O que Marcelo Rebelo de Sousa devia ler: A marcha da insensatez, do Prof. Reginaldo Mattar Nasser

Ontem tive oportunidade de escutar os comentários do cidadão Marcelo de Sousa na TVI, sobre os actos de pirataria, os homicídios e os sequestros cometidos por Israel e sobre a SUA solução para o conflito israelo-palestino.

(Retirei o título de Professor, que é, de Direito, e por direito, para não enxovalhar tal título e os seus pares, pois quando se é Professor de Direito e se proferem tais insensatezes...).

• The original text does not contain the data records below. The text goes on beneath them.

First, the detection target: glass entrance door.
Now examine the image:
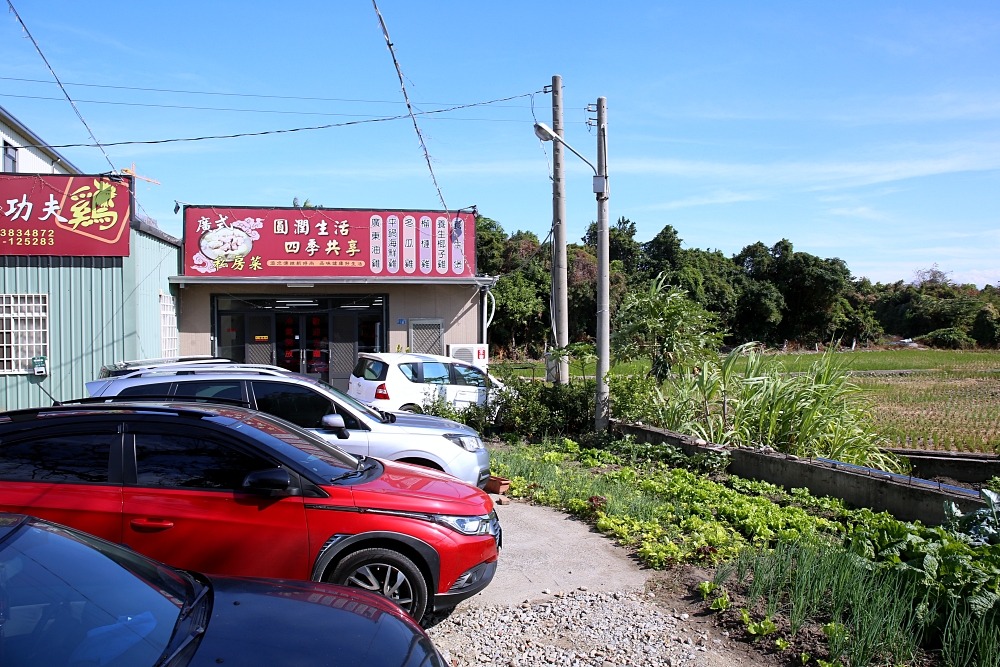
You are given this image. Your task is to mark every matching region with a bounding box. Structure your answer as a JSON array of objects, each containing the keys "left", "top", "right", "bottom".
[
  {"left": 299, "top": 313, "right": 330, "bottom": 380},
  {"left": 274, "top": 313, "right": 302, "bottom": 373}
]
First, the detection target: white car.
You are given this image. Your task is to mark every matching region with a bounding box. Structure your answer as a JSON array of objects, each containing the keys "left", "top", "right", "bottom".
[
  {"left": 87, "top": 360, "right": 490, "bottom": 488},
  {"left": 347, "top": 352, "right": 504, "bottom": 412}
]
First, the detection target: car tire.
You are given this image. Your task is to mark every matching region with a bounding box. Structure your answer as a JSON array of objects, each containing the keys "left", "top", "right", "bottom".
[{"left": 324, "top": 548, "right": 427, "bottom": 623}]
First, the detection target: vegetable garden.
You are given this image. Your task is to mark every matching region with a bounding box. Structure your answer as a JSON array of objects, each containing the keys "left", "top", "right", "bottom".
[{"left": 493, "top": 438, "right": 1000, "bottom": 667}]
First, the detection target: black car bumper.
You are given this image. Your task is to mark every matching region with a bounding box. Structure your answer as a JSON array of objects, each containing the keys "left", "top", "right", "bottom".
[{"left": 434, "top": 559, "right": 499, "bottom": 611}]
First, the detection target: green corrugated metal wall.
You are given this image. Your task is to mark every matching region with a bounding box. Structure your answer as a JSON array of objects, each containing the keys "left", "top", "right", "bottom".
[{"left": 0, "top": 229, "right": 179, "bottom": 410}]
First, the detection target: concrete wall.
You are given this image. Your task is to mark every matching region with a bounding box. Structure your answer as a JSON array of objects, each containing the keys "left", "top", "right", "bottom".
[
  {"left": 0, "top": 120, "right": 70, "bottom": 174},
  {"left": 615, "top": 424, "right": 984, "bottom": 526},
  {"left": 178, "top": 281, "right": 480, "bottom": 355},
  {"left": 890, "top": 449, "right": 1000, "bottom": 484}
]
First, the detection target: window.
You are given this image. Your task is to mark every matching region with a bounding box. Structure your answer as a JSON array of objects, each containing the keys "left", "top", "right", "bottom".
[
  {"left": 0, "top": 522, "right": 186, "bottom": 665},
  {"left": 118, "top": 382, "right": 170, "bottom": 396},
  {"left": 424, "top": 361, "right": 451, "bottom": 384},
  {"left": 451, "top": 364, "right": 488, "bottom": 387},
  {"left": 354, "top": 357, "right": 389, "bottom": 382},
  {"left": 135, "top": 433, "right": 277, "bottom": 491},
  {"left": 160, "top": 294, "right": 180, "bottom": 358},
  {"left": 410, "top": 319, "right": 444, "bottom": 355},
  {"left": 0, "top": 294, "right": 49, "bottom": 375},
  {"left": 252, "top": 382, "right": 348, "bottom": 429},
  {"left": 399, "top": 362, "right": 420, "bottom": 382},
  {"left": 0, "top": 141, "right": 17, "bottom": 174},
  {"left": 0, "top": 432, "right": 122, "bottom": 484},
  {"left": 173, "top": 381, "right": 243, "bottom": 401}
]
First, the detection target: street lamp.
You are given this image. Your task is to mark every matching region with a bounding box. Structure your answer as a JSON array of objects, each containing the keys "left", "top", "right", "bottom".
[{"left": 535, "top": 107, "right": 611, "bottom": 431}]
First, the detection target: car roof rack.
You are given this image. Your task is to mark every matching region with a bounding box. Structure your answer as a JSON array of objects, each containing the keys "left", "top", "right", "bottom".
[
  {"left": 56, "top": 394, "right": 250, "bottom": 408},
  {"left": 99, "top": 354, "right": 232, "bottom": 380},
  {"left": 113, "top": 362, "right": 290, "bottom": 380},
  {"left": 0, "top": 399, "right": 222, "bottom": 423}
]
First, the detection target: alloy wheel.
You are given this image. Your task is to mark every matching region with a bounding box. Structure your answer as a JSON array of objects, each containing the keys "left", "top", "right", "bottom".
[{"left": 344, "top": 563, "right": 413, "bottom": 612}]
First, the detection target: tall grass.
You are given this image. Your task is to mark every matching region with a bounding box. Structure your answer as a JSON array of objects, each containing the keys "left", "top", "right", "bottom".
[
  {"left": 611, "top": 344, "right": 903, "bottom": 472},
  {"left": 728, "top": 538, "right": 1000, "bottom": 667}
]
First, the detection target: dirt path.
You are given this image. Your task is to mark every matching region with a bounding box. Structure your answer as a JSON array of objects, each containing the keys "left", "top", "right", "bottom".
[{"left": 427, "top": 502, "right": 787, "bottom": 667}]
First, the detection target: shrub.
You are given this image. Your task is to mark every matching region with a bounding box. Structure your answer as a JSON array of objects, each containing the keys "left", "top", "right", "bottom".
[
  {"left": 611, "top": 344, "right": 904, "bottom": 472},
  {"left": 913, "top": 327, "right": 976, "bottom": 350},
  {"left": 494, "top": 366, "right": 597, "bottom": 439},
  {"left": 970, "top": 303, "right": 1000, "bottom": 347}
]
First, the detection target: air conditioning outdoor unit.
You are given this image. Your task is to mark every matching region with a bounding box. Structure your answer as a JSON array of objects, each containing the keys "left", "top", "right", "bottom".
[{"left": 448, "top": 344, "right": 490, "bottom": 371}]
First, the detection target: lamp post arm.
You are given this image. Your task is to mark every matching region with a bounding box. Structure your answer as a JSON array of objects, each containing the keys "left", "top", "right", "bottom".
[{"left": 552, "top": 134, "right": 600, "bottom": 176}]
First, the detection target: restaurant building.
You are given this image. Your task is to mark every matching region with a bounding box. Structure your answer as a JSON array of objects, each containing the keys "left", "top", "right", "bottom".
[
  {"left": 178, "top": 205, "right": 494, "bottom": 389},
  {"left": 0, "top": 107, "right": 180, "bottom": 410}
]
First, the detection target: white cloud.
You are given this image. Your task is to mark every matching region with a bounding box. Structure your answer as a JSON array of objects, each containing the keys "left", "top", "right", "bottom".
[
  {"left": 638, "top": 192, "right": 766, "bottom": 211},
  {"left": 829, "top": 206, "right": 889, "bottom": 220}
]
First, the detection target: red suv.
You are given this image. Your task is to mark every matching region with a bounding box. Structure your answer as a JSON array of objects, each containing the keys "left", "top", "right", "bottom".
[{"left": 0, "top": 401, "right": 501, "bottom": 621}]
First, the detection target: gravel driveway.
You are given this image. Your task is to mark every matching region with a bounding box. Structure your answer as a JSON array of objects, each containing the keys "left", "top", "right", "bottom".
[{"left": 427, "top": 503, "right": 771, "bottom": 667}]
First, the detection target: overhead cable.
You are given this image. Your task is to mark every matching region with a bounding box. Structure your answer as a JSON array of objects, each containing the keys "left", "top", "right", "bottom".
[
  {"left": 0, "top": 76, "right": 556, "bottom": 109},
  {"left": 0, "top": 93, "right": 533, "bottom": 122},
  {"left": 7, "top": 93, "right": 544, "bottom": 150},
  {"left": 7, "top": 0, "right": 118, "bottom": 171},
  {"left": 372, "top": 0, "right": 448, "bottom": 211}
]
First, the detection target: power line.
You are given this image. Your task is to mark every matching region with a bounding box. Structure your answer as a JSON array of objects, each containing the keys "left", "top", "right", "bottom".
[
  {"left": 372, "top": 0, "right": 448, "bottom": 211},
  {"left": 0, "top": 93, "right": 548, "bottom": 122},
  {"left": 7, "top": 0, "right": 118, "bottom": 171},
  {"left": 7, "top": 93, "right": 548, "bottom": 150},
  {"left": 0, "top": 76, "right": 583, "bottom": 109}
]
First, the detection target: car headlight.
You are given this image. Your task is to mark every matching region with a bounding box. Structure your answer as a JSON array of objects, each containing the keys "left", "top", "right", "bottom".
[
  {"left": 443, "top": 433, "right": 483, "bottom": 452},
  {"left": 434, "top": 514, "right": 490, "bottom": 535}
]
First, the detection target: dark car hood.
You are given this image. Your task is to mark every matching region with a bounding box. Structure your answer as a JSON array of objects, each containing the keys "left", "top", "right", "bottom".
[{"left": 188, "top": 576, "right": 444, "bottom": 667}]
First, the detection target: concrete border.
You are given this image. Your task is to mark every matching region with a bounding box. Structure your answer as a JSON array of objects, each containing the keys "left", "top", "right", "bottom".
[{"left": 613, "top": 422, "right": 985, "bottom": 526}]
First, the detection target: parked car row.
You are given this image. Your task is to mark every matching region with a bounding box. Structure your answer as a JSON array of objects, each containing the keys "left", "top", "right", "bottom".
[
  {"left": 0, "top": 359, "right": 502, "bottom": 666},
  {"left": 0, "top": 513, "right": 446, "bottom": 667}
]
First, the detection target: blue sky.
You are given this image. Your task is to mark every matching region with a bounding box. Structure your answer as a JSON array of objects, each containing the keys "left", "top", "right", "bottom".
[{"left": 0, "top": 0, "right": 1000, "bottom": 285}]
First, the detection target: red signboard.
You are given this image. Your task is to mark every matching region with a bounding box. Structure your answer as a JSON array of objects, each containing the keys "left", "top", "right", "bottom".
[
  {"left": 184, "top": 206, "right": 476, "bottom": 279},
  {"left": 0, "top": 174, "right": 132, "bottom": 257}
]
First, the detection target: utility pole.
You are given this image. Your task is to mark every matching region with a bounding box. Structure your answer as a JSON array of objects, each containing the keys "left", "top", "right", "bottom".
[
  {"left": 594, "top": 97, "right": 611, "bottom": 431},
  {"left": 547, "top": 74, "right": 569, "bottom": 384}
]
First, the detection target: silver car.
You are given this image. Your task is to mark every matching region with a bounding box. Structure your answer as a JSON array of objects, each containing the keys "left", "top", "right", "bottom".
[{"left": 87, "top": 362, "right": 490, "bottom": 488}]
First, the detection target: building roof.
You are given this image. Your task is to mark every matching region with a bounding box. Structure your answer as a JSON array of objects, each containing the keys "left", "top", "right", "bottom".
[{"left": 0, "top": 106, "right": 83, "bottom": 174}]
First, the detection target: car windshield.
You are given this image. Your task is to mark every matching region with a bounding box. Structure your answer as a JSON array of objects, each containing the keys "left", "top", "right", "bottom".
[
  {"left": 302, "top": 377, "right": 386, "bottom": 422},
  {"left": 213, "top": 410, "right": 360, "bottom": 481},
  {"left": 0, "top": 516, "right": 200, "bottom": 667}
]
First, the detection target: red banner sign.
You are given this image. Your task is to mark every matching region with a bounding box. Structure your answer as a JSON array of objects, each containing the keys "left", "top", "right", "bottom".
[
  {"left": 0, "top": 174, "right": 132, "bottom": 257},
  {"left": 184, "top": 206, "right": 476, "bottom": 278}
]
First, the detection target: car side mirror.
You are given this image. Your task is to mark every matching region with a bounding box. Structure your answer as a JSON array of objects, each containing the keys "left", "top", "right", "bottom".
[
  {"left": 322, "top": 415, "right": 351, "bottom": 440},
  {"left": 243, "top": 468, "right": 292, "bottom": 495}
]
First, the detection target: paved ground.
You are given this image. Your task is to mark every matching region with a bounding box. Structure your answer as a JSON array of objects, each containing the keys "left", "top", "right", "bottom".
[{"left": 463, "top": 502, "right": 649, "bottom": 607}]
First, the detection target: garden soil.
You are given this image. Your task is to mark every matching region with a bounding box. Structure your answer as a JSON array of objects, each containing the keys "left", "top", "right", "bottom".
[{"left": 425, "top": 501, "right": 776, "bottom": 667}]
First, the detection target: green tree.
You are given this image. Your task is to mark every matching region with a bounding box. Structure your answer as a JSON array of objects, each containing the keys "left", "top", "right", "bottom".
[
  {"left": 476, "top": 216, "right": 507, "bottom": 276},
  {"left": 611, "top": 274, "right": 722, "bottom": 382},
  {"left": 583, "top": 217, "right": 642, "bottom": 275}
]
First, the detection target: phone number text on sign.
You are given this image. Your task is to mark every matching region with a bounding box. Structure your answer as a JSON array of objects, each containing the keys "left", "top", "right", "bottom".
[
  {"left": 0, "top": 174, "right": 132, "bottom": 257},
  {"left": 184, "top": 206, "right": 476, "bottom": 278}
]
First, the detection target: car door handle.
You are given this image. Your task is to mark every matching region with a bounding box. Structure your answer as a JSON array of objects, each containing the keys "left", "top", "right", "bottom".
[{"left": 129, "top": 519, "right": 174, "bottom": 533}]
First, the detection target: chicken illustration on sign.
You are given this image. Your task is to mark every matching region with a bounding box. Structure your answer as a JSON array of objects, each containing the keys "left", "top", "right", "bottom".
[
  {"left": 0, "top": 174, "right": 132, "bottom": 256},
  {"left": 184, "top": 206, "right": 475, "bottom": 277}
]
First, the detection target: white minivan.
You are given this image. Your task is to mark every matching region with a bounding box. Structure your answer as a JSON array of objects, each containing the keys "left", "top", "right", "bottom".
[{"left": 347, "top": 352, "right": 503, "bottom": 412}]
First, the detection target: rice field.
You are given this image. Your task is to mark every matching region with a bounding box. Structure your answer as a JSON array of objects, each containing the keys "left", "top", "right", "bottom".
[
  {"left": 858, "top": 371, "right": 1000, "bottom": 453},
  {"left": 500, "top": 349, "right": 1000, "bottom": 454}
]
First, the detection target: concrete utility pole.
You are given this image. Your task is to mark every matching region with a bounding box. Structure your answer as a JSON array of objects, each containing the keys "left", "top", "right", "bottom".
[
  {"left": 594, "top": 97, "right": 611, "bottom": 431},
  {"left": 546, "top": 74, "right": 569, "bottom": 384}
]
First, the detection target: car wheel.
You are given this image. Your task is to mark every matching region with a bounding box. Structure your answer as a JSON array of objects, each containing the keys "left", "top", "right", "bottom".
[{"left": 327, "top": 548, "right": 427, "bottom": 623}]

Grosso modo: Para ele, os crimes cometidos em águas internacionais a cerca de 65 kms (35 milhas náuticas) da costa palestina ocupada, sobre um barco de pavilhão turco, são justificáveis em razão "da segurança de Israel" e quanto à solução do conflito apoia a imposição da solução dos "2 Estados", com o "reconhecimento de um Estado palestino" - não disse em que condições, mas não deve andar longe da tese israelita do "batustâo" - mas "sem Gaza", porque lá governa o Hamas...

Mas deixemos isso por agora e deixemos antes a sensatez e sabedoria da análise do Professor Reginaldo Mattar Nasser, tomar lugar.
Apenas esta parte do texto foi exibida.